Now you see it, now you don't. Onlay grafts to build up the dorsum are always tricky. Alloplastic grafts (eg, silicone, gortex) tend to become infected and extrude; allografts (eg, cadaver donor tissue) reabsorb over time. Only autogenous ones (eg, the patient's own septal/ear cartilage, rib, iliac bone) tend to last. Just ask Lil' Kimberly Jones (33).

Polly want a cracker? No. The pollybeak deformity is a disproportionate fullness in the supratip which evolves postsurgically. It can be cartilagenous or soft tissue in nature and is often the result of a misjudgment on the surgeon's part. Furthermost left is a 1983 preoperative photo of Meg Ryan (46); the next two date from '01 and '08.

Excessive 'columella show' can cause the operated nose to have the appearance of a long, drooping tip. And seeing inside someone's nostril can provide fodder for embarrassing rumors about what's up inside there. Here are three postoperative views of Paris Hilton (27).

Correction of the twisted nose poses one of the greatest challenges in septorhinoplasty. "My face is full of imperfections and it is what it is." Easy to say when you're Dr. McDreamy and have landed gigs as the face of both Versace and Avon campaigns this year. Patrick Dempsey's (41) rhinoplasty took place sometime around 1991-1994. Symmetry is defined by an imaginary line drawn equidistance between the medial canthus (inner corners of the eye) through the middle space of the two front teeth/cupid's bow.

Perhaps the most incongruous mistake is when a perfectly natural-looking result simply doesn't suit the wearer. Jennifer Grey's (48) new nose so disoriented her fans that her career faltered. Twenty years postoperatively, it still hasn't recovered.

To hear more, tune in to hear Anne discuss it all with Kevyn Burger on FM107.1 at 10am Thursday.

8 comments:

Anonymous said...

If you don't use photos of celebrities where their face is held in the exact same position, you can't make these judgements, sorry!

ANNE said...

Clinical pre- and postop photos are of great value to surgeons in helping to diagnose and evaluate surgical technique.
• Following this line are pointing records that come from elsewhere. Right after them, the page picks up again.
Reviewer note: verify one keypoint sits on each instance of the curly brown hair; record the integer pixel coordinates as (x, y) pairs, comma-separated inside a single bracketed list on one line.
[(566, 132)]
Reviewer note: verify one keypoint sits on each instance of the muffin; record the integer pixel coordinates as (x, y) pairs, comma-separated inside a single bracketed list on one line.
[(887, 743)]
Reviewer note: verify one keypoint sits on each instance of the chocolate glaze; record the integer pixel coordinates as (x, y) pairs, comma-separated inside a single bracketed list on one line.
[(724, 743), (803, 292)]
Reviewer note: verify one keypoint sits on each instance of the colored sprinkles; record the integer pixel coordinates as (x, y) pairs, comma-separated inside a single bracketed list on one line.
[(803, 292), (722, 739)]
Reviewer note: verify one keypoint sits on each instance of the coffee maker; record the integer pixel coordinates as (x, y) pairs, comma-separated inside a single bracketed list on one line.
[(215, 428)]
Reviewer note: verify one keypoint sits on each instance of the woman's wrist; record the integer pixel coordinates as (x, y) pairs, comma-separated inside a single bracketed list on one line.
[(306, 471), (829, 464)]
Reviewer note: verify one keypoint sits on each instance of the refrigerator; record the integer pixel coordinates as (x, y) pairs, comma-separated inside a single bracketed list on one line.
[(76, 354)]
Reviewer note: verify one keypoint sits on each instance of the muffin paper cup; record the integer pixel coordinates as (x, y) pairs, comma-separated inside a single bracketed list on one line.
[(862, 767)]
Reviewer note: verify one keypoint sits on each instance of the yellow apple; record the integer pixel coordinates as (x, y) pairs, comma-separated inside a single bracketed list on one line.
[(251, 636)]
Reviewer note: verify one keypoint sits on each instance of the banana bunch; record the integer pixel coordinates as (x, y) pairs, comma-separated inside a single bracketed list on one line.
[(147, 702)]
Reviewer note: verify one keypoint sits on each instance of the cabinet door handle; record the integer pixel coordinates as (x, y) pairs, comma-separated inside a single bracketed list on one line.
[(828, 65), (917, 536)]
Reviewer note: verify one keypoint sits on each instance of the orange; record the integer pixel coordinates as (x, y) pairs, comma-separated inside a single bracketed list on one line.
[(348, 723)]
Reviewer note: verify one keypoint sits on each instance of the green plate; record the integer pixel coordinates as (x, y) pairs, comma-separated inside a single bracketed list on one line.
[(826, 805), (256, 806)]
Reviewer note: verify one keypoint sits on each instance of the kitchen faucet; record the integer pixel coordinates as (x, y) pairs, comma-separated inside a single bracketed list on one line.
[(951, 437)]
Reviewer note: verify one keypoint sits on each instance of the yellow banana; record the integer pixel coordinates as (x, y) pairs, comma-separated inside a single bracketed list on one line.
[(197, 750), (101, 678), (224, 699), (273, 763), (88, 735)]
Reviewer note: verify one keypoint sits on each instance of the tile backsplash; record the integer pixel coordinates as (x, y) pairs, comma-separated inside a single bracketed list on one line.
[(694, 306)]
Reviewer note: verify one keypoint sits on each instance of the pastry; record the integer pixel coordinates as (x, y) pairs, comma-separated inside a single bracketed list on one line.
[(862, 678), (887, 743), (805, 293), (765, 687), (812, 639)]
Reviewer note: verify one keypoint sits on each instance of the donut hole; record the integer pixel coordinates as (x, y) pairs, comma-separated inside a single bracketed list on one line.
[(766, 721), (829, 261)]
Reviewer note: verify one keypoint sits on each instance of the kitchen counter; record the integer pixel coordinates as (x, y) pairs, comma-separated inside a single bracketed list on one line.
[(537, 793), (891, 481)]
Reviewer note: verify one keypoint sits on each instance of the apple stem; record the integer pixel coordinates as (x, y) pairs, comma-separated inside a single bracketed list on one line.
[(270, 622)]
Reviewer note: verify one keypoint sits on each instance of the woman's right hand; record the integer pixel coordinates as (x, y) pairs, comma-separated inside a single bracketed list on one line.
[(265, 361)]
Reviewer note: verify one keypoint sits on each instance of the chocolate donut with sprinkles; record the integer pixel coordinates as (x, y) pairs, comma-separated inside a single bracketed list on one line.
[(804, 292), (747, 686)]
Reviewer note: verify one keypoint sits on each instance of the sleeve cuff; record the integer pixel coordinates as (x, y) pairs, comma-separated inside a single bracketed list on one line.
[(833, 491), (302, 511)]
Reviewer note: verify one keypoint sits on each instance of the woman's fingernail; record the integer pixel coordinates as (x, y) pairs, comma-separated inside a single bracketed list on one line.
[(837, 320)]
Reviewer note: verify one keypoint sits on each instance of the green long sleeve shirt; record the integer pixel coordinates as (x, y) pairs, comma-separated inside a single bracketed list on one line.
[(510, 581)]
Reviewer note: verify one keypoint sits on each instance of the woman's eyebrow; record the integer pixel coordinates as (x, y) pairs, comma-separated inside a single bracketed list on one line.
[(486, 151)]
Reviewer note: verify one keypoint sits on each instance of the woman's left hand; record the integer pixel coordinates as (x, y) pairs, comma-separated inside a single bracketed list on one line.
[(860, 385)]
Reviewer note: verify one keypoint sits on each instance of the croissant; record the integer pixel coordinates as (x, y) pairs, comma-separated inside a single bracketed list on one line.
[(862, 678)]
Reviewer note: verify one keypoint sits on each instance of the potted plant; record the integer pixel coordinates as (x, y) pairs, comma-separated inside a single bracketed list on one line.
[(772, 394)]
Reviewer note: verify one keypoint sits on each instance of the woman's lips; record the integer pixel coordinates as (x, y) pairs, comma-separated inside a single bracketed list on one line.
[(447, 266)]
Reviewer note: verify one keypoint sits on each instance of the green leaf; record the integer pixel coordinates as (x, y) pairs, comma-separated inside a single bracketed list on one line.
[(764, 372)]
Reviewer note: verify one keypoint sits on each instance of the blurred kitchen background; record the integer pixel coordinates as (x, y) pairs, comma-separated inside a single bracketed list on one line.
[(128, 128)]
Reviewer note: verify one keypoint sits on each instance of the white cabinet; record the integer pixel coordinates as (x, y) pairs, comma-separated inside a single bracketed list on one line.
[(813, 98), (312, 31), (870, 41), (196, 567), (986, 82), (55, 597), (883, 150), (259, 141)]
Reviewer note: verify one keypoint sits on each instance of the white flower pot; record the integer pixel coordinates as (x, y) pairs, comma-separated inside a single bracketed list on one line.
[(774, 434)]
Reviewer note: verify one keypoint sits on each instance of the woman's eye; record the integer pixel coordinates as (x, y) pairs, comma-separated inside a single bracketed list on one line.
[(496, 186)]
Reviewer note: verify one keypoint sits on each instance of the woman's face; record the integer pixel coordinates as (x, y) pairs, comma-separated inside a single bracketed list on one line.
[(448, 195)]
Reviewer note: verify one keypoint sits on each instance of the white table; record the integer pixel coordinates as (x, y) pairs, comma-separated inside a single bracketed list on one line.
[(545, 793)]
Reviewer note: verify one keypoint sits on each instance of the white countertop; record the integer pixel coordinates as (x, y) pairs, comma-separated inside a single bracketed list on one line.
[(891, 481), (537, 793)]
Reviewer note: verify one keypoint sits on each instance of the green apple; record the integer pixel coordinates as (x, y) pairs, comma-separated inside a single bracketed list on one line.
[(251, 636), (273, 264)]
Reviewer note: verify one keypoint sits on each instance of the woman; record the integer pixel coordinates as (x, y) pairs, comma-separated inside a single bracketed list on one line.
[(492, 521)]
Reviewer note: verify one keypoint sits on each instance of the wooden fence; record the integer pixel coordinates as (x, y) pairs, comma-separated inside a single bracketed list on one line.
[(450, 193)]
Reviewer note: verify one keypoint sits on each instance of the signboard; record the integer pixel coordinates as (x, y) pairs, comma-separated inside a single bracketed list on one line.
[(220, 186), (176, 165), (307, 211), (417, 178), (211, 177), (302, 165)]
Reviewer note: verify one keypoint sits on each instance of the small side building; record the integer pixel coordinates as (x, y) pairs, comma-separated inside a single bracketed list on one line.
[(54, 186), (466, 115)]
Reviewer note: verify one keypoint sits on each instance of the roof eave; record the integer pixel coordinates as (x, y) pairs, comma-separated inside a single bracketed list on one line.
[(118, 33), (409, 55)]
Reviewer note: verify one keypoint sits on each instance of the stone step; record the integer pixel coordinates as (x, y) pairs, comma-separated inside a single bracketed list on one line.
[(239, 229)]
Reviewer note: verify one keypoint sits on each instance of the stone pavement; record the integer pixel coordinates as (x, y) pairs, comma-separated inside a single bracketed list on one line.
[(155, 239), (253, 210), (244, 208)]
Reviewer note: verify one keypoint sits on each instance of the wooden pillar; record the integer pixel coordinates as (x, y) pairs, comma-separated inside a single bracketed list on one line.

Our comments are just observations of unintended aesthetic outcomes in some very public faces.

Anonymous said...

Anne, keep up the observations, they're welcome break from all of the "hard" news tales of today.
Dan Idrather.

martinkorben said...

this is my favorite blog.

ANNE said...

Oooooh, flattery will get you everywhere.

nosy said...

septorhinoplasty is performed to correct a deviated septum, not a "twisted nose." It is not a cosmetic procedure and does not change the appearance of the nose in a cosmetic way.

ANNE said...

You are referring to a septoplasty, an operation on the nasal septum, the bony-cartilaginous structure that separates the nasal airway in to left and right passages. Surgically correcting a twisted septum can indeed affect the external appearance of the nose. Both the American Society of Plastic Surgeons (ASPS) and the American Academy of Facial Plastic & Reconstructive Surgery (AAFPS) have published papers on this very subject. A septorhinoplasty is combined surgery on both the septum as well as the framework (and sometimes nostrils) of the nose.

Plastic Surgeon said...

I just came across the blog. Good post keep posting.